OpenAI API for Beginners: Your Easy-to-Follow Starter Guide

Learn how to use OpenAI Python API for accessing language, embedding, audio, vision, and image generation models.

By Abid Ali Awan, KDnuggets Assistant Editor on February 2, 2024 in Python

OpenAI API for Beginners: Your Easy-to-Follow Starter Guide

Image by Author

In this tutorial, we will learn how to set up and use the OpenAI API for various use cases. The tutorial is designed to be easy to follow, even for those with limited knowledge of Python programming. We'll explore how anyone can generate responses and access high-quality large language models.

What is OpenAI API?

The OpenAI API allows developers to easily access a wide range of AI models developed by OpenAI. It provides a user-friendly interface that enables developers to incorporate intelligent features powered by state-of-the-art OpenAI models into their applications. The API can be used for various purposes, including text generation, multi-turn chat, embeddings, transcription, translation, text-to-speech, image understanding, and image generation. Additionally, the API is compatible with curl, Python, and Node.js.

Getting Started

To get started with OpenAI API, you first need to create an account on openai.com.
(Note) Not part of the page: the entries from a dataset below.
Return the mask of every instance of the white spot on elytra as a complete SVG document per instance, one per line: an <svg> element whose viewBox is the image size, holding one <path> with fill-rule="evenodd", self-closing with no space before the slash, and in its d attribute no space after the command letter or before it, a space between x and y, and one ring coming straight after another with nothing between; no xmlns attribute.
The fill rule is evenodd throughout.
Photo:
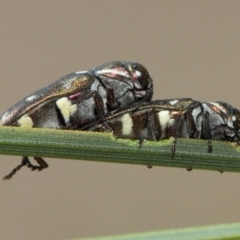
<svg viewBox="0 0 240 240"><path fill-rule="evenodd" d="M88 71L79 71L79 72L75 72L75 74L85 74L85 73L89 73Z"/></svg>
<svg viewBox="0 0 240 240"><path fill-rule="evenodd" d="M212 105L216 106L217 108L219 108L220 110L222 110L225 114L227 113L226 109L221 106L219 103L216 102L210 102Z"/></svg>
<svg viewBox="0 0 240 240"><path fill-rule="evenodd" d="M193 116L194 120L196 120L196 118L198 117L199 113L201 113L201 108L199 106L195 107L192 110L192 116Z"/></svg>
<svg viewBox="0 0 240 240"><path fill-rule="evenodd" d="M30 102L30 101L32 101L33 99L35 99L36 97L37 97L36 95L29 96L29 97L26 98L25 101Z"/></svg>
<svg viewBox="0 0 240 240"><path fill-rule="evenodd" d="M142 76L142 73L141 73L140 71L136 70L136 75L137 75L138 77L141 77L141 76Z"/></svg>
<svg viewBox="0 0 240 240"><path fill-rule="evenodd" d="M60 98L56 101L58 109L61 111L65 123L68 123L70 116L77 111L77 105L72 104L67 97Z"/></svg>
<svg viewBox="0 0 240 240"><path fill-rule="evenodd" d="M164 130L171 118L170 112L168 110L161 111L158 113L159 122L161 124L162 130Z"/></svg>
<svg viewBox="0 0 240 240"><path fill-rule="evenodd" d="M65 89L69 89L72 85L72 82L74 81L75 79L71 79L71 80L68 80L62 87L65 88Z"/></svg>
<svg viewBox="0 0 240 240"><path fill-rule="evenodd" d="M175 100L169 101L169 104L174 105L174 104L177 104L178 102L179 100L175 99Z"/></svg>
<svg viewBox="0 0 240 240"><path fill-rule="evenodd" d="M130 135L132 133L133 120L129 113L126 113L121 118L122 134Z"/></svg>
<svg viewBox="0 0 240 240"><path fill-rule="evenodd" d="M129 74L125 71L120 71L120 70L115 70L115 69L103 69L103 70L97 71L98 75L102 75L102 74L104 75L105 73L108 73L108 74L112 73L113 75L121 75L123 77L129 78Z"/></svg>
<svg viewBox="0 0 240 240"><path fill-rule="evenodd" d="M18 120L18 124L20 125L20 127L27 127L27 128L31 128L33 127L33 121L32 119L27 116L27 115L23 115L19 120Z"/></svg>

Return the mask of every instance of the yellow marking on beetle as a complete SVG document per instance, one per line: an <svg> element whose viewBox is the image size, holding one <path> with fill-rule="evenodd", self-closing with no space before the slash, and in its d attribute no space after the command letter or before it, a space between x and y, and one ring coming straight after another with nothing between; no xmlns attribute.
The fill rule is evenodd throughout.
<svg viewBox="0 0 240 240"><path fill-rule="evenodd" d="M33 121L28 115L23 115L19 120L18 124L20 127L31 128L33 127Z"/></svg>
<svg viewBox="0 0 240 240"><path fill-rule="evenodd" d="M121 118L122 134L130 135L132 133L133 120L129 113L124 114Z"/></svg>
<svg viewBox="0 0 240 240"><path fill-rule="evenodd" d="M68 123L70 116L77 111L77 105L72 104L67 97L60 98L56 101L58 109L61 111L65 123Z"/></svg>

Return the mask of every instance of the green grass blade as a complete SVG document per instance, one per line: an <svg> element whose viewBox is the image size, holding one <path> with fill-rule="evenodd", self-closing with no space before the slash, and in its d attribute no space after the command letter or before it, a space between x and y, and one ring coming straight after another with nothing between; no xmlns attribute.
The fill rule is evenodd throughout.
<svg viewBox="0 0 240 240"><path fill-rule="evenodd" d="M240 147L223 141L213 141L207 153L205 140L178 139L173 157L171 139L144 141L139 148L138 141L116 140L110 133L0 127L0 136L3 155L240 172Z"/></svg>
<svg viewBox="0 0 240 240"><path fill-rule="evenodd" d="M240 223L183 228L129 235L86 238L86 240L237 240L240 239ZM77 239L75 239L77 240Z"/></svg>

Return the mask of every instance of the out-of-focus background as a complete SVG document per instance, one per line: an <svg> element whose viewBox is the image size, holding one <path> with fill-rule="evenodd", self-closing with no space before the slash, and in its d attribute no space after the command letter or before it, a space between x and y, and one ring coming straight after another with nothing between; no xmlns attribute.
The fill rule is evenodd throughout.
<svg viewBox="0 0 240 240"><path fill-rule="evenodd" d="M239 1L2 1L0 112L73 72L142 63L154 99L240 108ZM240 220L240 174L47 159L0 181L0 239L70 239ZM20 157L0 156L0 176Z"/></svg>

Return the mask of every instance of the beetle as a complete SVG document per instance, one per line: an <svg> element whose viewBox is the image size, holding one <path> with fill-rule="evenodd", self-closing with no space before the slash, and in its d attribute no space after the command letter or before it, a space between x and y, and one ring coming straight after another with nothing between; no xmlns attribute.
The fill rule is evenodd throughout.
<svg viewBox="0 0 240 240"><path fill-rule="evenodd" d="M152 78L143 65L109 62L70 73L23 98L0 117L0 126L80 129L119 108L150 101L152 94ZM4 179L11 178L25 165L32 170L48 167L42 158L34 159L39 166L23 157L22 163Z"/></svg>
<svg viewBox="0 0 240 240"><path fill-rule="evenodd" d="M81 130L110 131L116 138L143 140L174 138L171 152L175 153L176 139L200 138L212 140L240 140L240 111L225 102L201 102L192 98L143 102L137 107L119 109L100 121L86 124Z"/></svg>

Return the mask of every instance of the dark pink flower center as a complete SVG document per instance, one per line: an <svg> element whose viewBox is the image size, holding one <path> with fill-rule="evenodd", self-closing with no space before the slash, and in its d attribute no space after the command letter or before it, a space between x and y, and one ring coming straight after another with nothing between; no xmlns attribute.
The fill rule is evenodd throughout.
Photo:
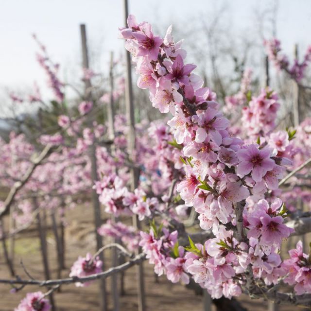
<svg viewBox="0 0 311 311"><path fill-rule="evenodd" d="M180 68L179 67L177 67L176 68L174 68L173 69L172 73L174 78L177 80L178 79L181 79L184 75L183 69Z"/></svg>
<svg viewBox="0 0 311 311"><path fill-rule="evenodd" d="M190 175L188 179L188 185L189 186L195 186L199 183L198 180L194 175Z"/></svg>
<svg viewBox="0 0 311 311"><path fill-rule="evenodd" d="M272 231L273 232L278 231L278 224L277 223L271 222L267 226L269 231Z"/></svg>
<svg viewBox="0 0 311 311"><path fill-rule="evenodd" d="M142 41L142 46L147 50L151 50L155 47L155 40L149 37L146 37L146 38Z"/></svg>
<svg viewBox="0 0 311 311"><path fill-rule="evenodd" d="M283 146L283 142L280 139L279 139L276 142L276 145L277 147L281 147Z"/></svg>
<svg viewBox="0 0 311 311"><path fill-rule="evenodd" d="M251 160L251 162L254 165L258 165L260 164L262 161L262 159L259 155L256 155L256 156L254 156Z"/></svg>
<svg viewBox="0 0 311 311"><path fill-rule="evenodd" d="M117 209L121 209L123 207L123 197L121 196L118 199L112 200L113 203L117 207Z"/></svg>
<svg viewBox="0 0 311 311"><path fill-rule="evenodd" d="M210 145L208 143L206 145L204 145L204 146L199 149L197 153L208 153L211 151L211 148L210 148Z"/></svg>
<svg viewBox="0 0 311 311"><path fill-rule="evenodd" d="M96 267L93 260L86 260L82 263L82 269L85 272L92 272Z"/></svg>
<svg viewBox="0 0 311 311"><path fill-rule="evenodd" d="M41 311L44 308L44 301L38 300L38 298L36 297L33 298L31 301L31 306L36 311Z"/></svg>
Previously, every user was given free credit, but now new users are required to purchase credit.

To purchase credit, go to "Settings," then "Billing," and finally, "Add Payment Details." Enter your debit or credit card information, and make sure to disable auto-recharge. Once you have loaded 10 USD, you can use it for a year.

Let's create the API key by navigating to "API keys" and selecting "Create new secret key". Give it a name and click on "Create secret key".

Copy the API and create an Environment variable at the local machine.

I use Deepnote as my IDE. It's easy to create environment variables. Simply go to "Integration", select "create environment variable", provide a name and value for the key, and create the integration.

Next, we will Install the OpenAI Python package using pip.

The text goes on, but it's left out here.